Horacio era uno de los dueños principales del Yeca y siendo comienzo de temporada además de la comida traía varias latas de aceite de linaza con el que se impregnaban los pisos de madera, dejando ese olor tan característico y penetrante durante los días de calor.
― ¡Qué bien que viniste Horacio! Te esperábamos ayer… ― Le saludó mi mamá.
― ¡No!... Si ayer se me hizo tarde, pero hoy me vine tempranito… tan lindo que está el día… y va a hacer calor…
Todos ayudamos a llevar sus cosas a la casilla, y cuando se intercambiaban las preguntas del caso, de cómo están todos, la salud, esas cosas, mi madre le contó:
― Estamos todos muy bien, pero anoche el pequeñito se moría de frío, casi ni pudimos dormir porque él no pegaba los ojos...
― Me parece que ya sé lo que pasó, y me parece que la culpa la tengo yo…
― ¡Pero Horacio! ¿Cómo podés decir eso?
― El chiquitín durmió en el catre… ¿No es verdad?
― Claro, durmió en el catre, si el hermano mayor es mucho más grande, a él le dimos la cama…
― ¿Y no le pusiste ninguna frazada debajo?

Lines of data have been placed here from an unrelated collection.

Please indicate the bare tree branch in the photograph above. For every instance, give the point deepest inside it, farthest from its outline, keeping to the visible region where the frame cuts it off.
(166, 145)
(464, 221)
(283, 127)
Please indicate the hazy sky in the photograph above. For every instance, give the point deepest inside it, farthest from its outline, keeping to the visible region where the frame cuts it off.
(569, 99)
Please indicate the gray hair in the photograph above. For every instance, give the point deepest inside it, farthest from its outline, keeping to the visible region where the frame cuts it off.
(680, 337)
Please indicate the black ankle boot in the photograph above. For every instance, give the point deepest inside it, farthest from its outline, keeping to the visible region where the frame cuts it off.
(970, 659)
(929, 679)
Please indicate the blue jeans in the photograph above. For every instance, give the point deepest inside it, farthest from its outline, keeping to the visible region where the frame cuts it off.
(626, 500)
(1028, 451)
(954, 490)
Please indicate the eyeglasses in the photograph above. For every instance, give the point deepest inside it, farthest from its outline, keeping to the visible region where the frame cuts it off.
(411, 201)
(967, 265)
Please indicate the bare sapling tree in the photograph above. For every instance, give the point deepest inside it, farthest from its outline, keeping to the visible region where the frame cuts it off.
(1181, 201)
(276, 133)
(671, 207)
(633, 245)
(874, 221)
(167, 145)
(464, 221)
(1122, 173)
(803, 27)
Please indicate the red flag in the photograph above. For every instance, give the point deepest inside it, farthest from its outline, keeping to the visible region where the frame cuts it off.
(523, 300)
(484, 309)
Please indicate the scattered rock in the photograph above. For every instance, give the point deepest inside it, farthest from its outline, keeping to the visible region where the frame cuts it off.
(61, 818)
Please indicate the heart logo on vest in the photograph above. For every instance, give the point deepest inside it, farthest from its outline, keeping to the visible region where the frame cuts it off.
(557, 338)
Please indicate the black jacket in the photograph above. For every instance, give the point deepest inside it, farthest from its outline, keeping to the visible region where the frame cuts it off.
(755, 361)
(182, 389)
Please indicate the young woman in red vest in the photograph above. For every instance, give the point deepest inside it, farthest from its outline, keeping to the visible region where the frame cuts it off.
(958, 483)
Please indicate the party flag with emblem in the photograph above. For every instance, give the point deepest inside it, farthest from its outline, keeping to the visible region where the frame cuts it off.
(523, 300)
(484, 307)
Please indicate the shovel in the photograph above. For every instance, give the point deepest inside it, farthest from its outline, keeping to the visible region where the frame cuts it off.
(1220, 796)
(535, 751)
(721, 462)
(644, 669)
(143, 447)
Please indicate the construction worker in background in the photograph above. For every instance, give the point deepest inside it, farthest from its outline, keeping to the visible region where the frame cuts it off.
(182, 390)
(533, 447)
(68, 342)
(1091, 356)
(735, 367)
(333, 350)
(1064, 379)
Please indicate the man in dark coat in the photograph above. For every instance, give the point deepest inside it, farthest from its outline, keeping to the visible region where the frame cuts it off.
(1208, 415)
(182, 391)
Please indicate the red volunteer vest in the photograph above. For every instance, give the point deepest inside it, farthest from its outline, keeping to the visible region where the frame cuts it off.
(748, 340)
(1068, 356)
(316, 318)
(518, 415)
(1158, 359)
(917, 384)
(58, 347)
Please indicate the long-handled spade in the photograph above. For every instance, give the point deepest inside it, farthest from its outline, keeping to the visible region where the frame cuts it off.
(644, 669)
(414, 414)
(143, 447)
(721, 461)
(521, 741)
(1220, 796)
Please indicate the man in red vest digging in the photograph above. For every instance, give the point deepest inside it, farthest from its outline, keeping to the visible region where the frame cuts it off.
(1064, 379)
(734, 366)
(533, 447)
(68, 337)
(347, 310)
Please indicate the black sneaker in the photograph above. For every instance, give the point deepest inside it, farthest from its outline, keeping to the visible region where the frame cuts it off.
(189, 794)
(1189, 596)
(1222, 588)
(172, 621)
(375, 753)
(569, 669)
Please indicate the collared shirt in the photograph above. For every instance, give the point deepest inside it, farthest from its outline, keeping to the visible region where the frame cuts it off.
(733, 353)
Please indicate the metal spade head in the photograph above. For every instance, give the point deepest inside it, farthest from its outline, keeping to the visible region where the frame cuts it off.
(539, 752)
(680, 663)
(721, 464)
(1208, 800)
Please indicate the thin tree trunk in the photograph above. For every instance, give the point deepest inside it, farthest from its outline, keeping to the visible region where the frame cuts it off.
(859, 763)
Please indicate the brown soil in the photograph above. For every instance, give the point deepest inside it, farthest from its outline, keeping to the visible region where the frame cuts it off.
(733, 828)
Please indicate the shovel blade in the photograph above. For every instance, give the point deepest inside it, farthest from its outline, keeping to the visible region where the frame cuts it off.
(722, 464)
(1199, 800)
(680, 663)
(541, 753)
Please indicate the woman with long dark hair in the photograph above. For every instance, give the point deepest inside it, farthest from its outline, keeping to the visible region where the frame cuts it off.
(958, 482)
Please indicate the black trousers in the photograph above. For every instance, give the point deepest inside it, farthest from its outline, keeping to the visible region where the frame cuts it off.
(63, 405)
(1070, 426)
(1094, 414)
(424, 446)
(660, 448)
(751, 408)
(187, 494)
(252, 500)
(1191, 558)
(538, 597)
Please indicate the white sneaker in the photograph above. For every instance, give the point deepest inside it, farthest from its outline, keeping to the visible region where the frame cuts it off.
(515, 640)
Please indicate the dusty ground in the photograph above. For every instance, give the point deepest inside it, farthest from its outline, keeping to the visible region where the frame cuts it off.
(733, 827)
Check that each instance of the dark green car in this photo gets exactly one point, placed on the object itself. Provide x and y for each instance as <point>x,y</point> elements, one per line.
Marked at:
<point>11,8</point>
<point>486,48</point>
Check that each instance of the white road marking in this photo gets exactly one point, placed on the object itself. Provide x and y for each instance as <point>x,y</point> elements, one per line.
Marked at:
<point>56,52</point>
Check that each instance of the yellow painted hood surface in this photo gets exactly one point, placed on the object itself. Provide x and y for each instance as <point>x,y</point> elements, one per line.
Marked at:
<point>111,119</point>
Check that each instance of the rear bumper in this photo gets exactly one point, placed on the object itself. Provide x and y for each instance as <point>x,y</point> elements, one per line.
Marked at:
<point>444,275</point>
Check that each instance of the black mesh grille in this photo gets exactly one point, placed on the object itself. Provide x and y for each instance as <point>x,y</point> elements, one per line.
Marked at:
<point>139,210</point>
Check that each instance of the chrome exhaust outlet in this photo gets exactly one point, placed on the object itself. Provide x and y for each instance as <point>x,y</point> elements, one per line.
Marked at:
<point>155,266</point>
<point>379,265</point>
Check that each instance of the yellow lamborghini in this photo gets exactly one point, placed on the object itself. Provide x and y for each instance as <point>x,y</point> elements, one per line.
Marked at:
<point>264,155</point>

― ¿Debajo de qué, en el piso?
― ¡No mujer! Debajo de la sabana de abajo, si no, si no ponés una frazada debajo la lona es helada, te congela el frio que viene de abajo, aunque sea en pleno verano…
Mi mamá se quedó con la boca abierta y se agarraba la cabeza, ¡Cómo no había pensado en eso! Pero Horacio la defendía, entre los dos se disputaban la culpabilidad de mi noche fría.
― La culpa es mía porque dejé todas las otras camas paradas, apoyadas en la pared, es que el domingo le di una mano de linaza al piso y quedaron casi todas las camas paradas, y por eso vos utilizaste el catre…
Esa, que recuerde, fue la primera ocasión en que sufrí frio, y la tenía prácticamente olvidada. Después hubo otras, como aquella en que, también por la noche, me levanté muerto de frío a orinar y el agua del inodoro se había solidificado en un bloque de hielo ¡Dentro de la casa! Pero esas son ya otras historias.